Mica Creek is a small village in British Columbia, Canada that was used as a base of operations for the construction of the Mica Dam hydroelectric project by BC Hydro in the 1960s and 1970s. It is located 148 km north of Revelstoke, British Columbia on Highway 23 and situated at the convergence of the Revelstoke Lake (the Columbia River) and a stream called Mica Creek. The village is effectively a relocation of Mica, which had been at the confluence of the Columbia and Mica Creek proper. The creek itself was named for the flakes of mica minerals which could be found floating in its waters. The Mica Creek area was one of the foci of the Big Bend Gold Rush of the 1860s.

The village of Mica Creek reached its peak population of approximately 4000 people around 1973, at the time of the opening of the Mica Dam. At that time there were quite a number of amenities including a school, church, ski lodge, community center, outdoor swimming pool, police station, fire hall, grocery store and post office.
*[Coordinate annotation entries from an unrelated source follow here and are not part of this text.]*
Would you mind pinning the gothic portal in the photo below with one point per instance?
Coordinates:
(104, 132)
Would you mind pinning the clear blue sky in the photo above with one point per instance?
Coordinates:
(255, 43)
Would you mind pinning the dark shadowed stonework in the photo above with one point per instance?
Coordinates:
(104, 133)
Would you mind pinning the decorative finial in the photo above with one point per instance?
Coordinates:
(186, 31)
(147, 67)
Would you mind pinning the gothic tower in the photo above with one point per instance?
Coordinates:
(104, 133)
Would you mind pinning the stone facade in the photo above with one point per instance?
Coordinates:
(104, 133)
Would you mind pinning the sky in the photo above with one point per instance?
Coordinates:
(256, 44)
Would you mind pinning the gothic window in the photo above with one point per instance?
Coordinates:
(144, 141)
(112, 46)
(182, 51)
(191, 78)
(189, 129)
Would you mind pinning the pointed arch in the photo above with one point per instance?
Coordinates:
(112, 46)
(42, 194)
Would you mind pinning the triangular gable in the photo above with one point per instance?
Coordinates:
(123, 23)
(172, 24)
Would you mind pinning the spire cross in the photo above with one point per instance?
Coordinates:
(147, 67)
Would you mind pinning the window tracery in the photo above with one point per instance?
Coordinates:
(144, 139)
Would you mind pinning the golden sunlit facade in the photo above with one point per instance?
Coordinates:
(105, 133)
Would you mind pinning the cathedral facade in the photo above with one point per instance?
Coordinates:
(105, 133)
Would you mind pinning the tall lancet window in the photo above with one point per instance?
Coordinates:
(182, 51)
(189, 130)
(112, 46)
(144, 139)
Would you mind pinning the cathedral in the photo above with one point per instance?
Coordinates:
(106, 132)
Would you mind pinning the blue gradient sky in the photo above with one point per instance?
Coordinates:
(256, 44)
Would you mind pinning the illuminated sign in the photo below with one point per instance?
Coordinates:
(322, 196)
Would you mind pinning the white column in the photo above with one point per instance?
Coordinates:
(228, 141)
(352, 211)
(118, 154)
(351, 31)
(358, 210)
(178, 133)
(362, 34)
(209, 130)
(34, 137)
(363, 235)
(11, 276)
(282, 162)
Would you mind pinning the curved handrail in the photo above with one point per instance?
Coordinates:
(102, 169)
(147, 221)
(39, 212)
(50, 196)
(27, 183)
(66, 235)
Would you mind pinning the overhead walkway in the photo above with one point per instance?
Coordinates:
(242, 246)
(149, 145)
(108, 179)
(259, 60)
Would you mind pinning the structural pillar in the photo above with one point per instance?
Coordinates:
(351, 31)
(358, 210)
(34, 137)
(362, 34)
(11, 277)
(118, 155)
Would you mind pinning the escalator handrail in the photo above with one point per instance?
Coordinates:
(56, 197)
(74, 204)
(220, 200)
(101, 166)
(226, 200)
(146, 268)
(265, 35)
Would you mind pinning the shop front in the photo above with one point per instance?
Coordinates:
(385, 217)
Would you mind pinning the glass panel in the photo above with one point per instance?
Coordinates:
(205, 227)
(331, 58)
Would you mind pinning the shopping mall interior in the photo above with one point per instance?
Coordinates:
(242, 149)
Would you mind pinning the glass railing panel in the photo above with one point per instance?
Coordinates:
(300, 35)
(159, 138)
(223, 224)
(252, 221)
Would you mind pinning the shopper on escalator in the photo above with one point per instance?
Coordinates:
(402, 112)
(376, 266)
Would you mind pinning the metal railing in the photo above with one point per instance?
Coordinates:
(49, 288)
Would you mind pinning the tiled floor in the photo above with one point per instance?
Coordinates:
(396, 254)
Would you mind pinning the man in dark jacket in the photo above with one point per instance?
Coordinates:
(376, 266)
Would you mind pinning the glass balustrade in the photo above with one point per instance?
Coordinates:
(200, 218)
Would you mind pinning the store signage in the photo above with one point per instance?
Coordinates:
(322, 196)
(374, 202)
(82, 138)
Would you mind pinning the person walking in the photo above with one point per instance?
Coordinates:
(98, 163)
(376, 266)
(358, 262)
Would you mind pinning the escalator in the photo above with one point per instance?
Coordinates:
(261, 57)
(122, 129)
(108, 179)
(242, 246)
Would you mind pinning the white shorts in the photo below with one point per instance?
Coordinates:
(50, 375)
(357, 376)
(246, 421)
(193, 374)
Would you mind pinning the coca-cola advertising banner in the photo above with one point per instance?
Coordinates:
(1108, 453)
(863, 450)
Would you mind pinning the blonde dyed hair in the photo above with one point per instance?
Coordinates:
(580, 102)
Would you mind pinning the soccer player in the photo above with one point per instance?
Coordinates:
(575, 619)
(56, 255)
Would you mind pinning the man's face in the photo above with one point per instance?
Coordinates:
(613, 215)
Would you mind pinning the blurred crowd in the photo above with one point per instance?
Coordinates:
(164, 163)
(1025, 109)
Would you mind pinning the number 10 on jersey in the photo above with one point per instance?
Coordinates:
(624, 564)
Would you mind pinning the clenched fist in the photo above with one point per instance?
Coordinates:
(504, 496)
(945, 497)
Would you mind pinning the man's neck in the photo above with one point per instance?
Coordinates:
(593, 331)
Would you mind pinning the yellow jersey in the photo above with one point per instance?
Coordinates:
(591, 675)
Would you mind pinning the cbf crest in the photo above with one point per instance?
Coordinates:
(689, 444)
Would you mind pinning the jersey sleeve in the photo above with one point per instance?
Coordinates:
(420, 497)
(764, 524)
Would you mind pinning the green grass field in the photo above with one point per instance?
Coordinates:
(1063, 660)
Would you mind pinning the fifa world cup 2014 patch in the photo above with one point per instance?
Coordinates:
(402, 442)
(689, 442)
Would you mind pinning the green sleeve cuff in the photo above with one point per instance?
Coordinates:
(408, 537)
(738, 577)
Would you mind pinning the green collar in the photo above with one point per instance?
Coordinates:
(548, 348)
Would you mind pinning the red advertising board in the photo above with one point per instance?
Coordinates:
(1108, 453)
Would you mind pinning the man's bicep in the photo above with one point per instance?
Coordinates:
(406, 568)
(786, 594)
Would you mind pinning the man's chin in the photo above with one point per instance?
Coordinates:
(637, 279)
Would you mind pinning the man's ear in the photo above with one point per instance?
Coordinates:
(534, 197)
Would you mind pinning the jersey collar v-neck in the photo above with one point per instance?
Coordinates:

As the village reduced in population, these were gradually shut down; the high school closed its doors in 1978.

At the time of the construction of the Revelstoke Dam downriver in the early 1980s, the townsite of Mica Creek was moved to a higher position 500 meters inland from the Columbia River to accommodate flooding which created the dam's reservoir, Lake Revelstoke. Annual snowfall at Mica Creek averages 620 cm, usually reaching a depth of 1–2 meters by mid-winter, making it ones of the snowiest communities in Canada. Two heli-skiing operators are based at Mica, CMH Monashees and Mica Heli Guides.

As of October 2005, Mica Creek is no longer incorporated as a village, but most of the buildings of the old townsite are still maintained such as the recreation center (weight room, swimming pool, sauna, gymnasium) as well as a handful of houses, cottages, and gazebos. The old Mica Creek Ski Hill chalet still exists, although the lift has been removed.

Since 2011, BC Hydro has been upgrading the Mica Dam with the installation of 2 additional generator-turbine units. Consequently, the village currently houses about 400 workers, predominantly in the temporary Chief Kinbasket Lodge.